Some of the common useful functions/assertions (e.g., JWT encoding/decoding) are only available in other CA products. The client needs to purchase and install those products in order to make it available for Layer 7. I don't think it is justified to maintain another product that is not really needed, in order to have just one function. If those common, useful functions could be part of the core Layer7 product, that would be great.

Provide complete documentation with examples of usage on its build in assertion/function.

Easier to find documents (e.g., cluster setup).

We have been using this solution for two years.

• When more than one developer is working on separate policies, it is hard to export, import, and merge the policies to other parties
• When migrating to different environments
• When integrating with SVN/Git: This is not well documented

There were no stability issues. It is a very stable and mature product. So far, there have not been many complaints from clients regarding the stability.

Scalability performance has always been an issue. It behaves slowly when communicating with Windows-based servers (e.g., F5 load balancer or DB server, as compared to when communicating with a UNIX server.)

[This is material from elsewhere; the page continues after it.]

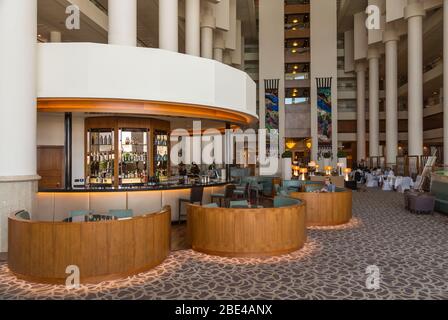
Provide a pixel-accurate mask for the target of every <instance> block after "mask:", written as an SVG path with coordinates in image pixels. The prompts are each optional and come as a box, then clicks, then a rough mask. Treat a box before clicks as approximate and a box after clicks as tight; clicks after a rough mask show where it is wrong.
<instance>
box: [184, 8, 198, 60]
mask: <svg viewBox="0 0 448 320" xmlns="http://www.w3.org/2000/svg"><path fill="white" fill-rule="evenodd" d="M185 52H186V53H187V54H190V55H192V56H197V57H199V56H200V55H201V1H200V0H186V1H185Z"/></svg>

Customer service provides good and fast responses. They help a lot when problems occur. They always respond in a timely fashion.

Technical support provides good and fast responses. They help a lot when problems occur. By the way, the forum is also helpful for self-service.

We didn't use other solutions before this one.

The setup was simple, as it comes with the OVA file. It reduced a lot of time and problems in the deployment. The main focus is on integration with client's exiting infrastructure, instead of setting up Layer 7.

We are the vendor. I have worked on this product for more than two years and implemented it in at least three organizations.

We are the vendor and we implemented it for clients. We do not use it for ourselves. We are not aware of the ROI.

The pricing and licensing issues are done by other staff members. I have no idea on how much it costs or what the pricing structures look like.

I believe the company already did a lot evaluations with other similar products.